The post-Newtonian motion around an oblate spheroid: the mixed orbital effects due to the Newtonian oblateness and the post-Newtonian mass monopole accelerations

TL;DR

This paper derives the combined orbital effects caused by Newtonian oblateness and post-Newtonian mass monopole accelerations on a test particle around an oblate spheroid, providing a comprehensive general method applicable to various orbital configurations.

Contribution

It introduces a full general calculation of mixed orbital precessions due to Newtonian and post-Newtonian effects, including subtleties in their accurate determination, applicable to arbitrary orbital geometries.

Findings

Derived the full general expressions for mixed precessions.

Clarified subtleties in calculating net precessions to order J2/c^2.

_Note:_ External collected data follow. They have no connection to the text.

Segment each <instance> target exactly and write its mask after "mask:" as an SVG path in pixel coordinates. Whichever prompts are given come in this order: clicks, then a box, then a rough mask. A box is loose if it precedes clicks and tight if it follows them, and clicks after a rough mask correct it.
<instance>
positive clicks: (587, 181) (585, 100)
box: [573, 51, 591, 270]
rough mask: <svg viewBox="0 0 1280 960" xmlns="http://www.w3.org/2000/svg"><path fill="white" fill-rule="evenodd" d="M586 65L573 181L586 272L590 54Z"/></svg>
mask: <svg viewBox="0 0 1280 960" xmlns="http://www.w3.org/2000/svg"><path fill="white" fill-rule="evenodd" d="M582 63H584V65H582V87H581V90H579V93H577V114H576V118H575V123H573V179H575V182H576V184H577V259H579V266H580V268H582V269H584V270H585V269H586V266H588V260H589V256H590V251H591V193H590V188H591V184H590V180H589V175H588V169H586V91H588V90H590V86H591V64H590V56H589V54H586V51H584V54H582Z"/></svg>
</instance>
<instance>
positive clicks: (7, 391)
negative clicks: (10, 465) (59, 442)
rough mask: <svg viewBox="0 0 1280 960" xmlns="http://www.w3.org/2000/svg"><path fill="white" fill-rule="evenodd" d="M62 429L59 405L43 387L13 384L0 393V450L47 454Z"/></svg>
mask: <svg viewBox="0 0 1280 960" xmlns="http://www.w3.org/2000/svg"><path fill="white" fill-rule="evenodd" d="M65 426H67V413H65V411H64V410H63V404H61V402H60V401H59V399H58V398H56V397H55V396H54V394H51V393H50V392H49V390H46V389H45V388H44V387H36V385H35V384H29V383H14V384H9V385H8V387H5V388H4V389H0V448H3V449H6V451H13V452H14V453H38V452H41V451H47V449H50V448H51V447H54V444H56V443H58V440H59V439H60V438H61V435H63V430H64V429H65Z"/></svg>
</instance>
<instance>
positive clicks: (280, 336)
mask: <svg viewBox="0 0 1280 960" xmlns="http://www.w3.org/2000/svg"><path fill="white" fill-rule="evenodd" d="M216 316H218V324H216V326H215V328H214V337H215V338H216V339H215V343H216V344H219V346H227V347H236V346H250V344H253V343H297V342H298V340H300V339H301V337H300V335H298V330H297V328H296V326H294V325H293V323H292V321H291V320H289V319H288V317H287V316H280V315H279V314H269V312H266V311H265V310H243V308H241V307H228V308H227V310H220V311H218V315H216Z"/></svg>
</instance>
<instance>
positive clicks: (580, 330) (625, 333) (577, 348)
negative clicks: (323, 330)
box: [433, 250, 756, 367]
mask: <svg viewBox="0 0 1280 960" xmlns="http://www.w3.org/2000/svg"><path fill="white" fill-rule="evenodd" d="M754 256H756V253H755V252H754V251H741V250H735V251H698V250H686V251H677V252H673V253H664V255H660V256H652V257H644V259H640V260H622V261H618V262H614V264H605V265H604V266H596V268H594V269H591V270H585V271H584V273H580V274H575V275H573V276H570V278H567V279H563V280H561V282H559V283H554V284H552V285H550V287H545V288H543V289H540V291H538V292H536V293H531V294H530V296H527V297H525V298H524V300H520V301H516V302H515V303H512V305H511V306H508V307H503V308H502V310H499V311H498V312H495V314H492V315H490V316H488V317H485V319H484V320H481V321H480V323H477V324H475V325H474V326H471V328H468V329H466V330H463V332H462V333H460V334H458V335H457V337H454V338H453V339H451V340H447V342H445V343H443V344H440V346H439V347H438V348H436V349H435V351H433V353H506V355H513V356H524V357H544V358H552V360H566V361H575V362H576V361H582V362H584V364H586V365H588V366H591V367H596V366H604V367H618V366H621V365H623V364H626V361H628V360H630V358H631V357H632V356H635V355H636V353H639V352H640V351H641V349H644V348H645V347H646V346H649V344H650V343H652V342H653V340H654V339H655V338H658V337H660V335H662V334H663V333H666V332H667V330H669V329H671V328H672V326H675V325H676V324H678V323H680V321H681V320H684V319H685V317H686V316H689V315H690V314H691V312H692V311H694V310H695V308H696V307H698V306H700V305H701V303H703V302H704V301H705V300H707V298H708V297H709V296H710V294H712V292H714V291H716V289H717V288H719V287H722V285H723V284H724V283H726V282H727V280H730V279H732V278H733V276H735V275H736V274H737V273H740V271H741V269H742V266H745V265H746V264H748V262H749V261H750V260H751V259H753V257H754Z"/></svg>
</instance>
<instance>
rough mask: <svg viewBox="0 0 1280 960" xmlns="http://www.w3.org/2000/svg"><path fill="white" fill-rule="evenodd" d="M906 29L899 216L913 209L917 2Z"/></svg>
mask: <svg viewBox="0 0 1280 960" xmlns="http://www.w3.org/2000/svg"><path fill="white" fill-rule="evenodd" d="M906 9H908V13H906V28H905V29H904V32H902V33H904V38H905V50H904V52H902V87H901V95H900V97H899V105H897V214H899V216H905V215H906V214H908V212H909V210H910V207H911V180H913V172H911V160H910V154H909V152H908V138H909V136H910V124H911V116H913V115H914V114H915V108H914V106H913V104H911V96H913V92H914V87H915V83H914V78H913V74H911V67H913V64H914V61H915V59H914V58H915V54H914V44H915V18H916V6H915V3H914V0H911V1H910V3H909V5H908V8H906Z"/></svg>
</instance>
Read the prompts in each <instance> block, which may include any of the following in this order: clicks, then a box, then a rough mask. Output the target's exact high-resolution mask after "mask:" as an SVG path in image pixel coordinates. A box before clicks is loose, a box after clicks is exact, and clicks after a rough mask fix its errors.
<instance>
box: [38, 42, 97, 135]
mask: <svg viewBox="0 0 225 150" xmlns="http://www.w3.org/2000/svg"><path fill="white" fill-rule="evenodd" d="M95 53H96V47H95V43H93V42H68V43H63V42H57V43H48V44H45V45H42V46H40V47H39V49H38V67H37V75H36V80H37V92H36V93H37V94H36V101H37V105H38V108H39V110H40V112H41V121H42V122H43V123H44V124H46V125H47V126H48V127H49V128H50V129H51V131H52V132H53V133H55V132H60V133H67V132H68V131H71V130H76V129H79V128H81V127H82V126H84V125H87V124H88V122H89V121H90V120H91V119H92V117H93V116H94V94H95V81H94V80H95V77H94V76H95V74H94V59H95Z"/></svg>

Results are valid for any orbital geometry and spin orientation.

Abstract

When a test particle moves about an oblate spheroid, it is acted upon, among other things, by two standard perturbing accelerations. One, of Newtonian origin, is due to the quadrupole mass moment $J_2$ of the orbited body. The other one, of the order of $\mathcal{O}\left(1/c^2\right)$, is caused by the static, post-Newtonian field arising solely from the mass of the central object. Both of them concur to induce \textrm{indirect}, \textrm{mixed} orbital effects of the order of $\mathcal{O}\left(J_2/c^2\right)$. They are of the same order of magnitude of the \textrm{direct} ones induced by the post-Newtonian acceleration arising in presence of an oblate source, not treated here. We calculate these less known features of motion in their full generality in terms of the osculating Keplerian orbital elements. Subtleties pertaining the correct calculation of their mixed net \textrm{precessions} per orbit to the full order of $\mathcal{O}\left(J_2/c^2\right)$ are elucidated. The obtained results hold for arbitrary orbital geometries and for any orientation of the body's spin axis $\mathbf{\hat{k}}$ in space. The method presented is completely general, and can be extended to any pair of post-Keplerian accelerations entering the equations of motion of the satellite, irrespectively of their physical nature.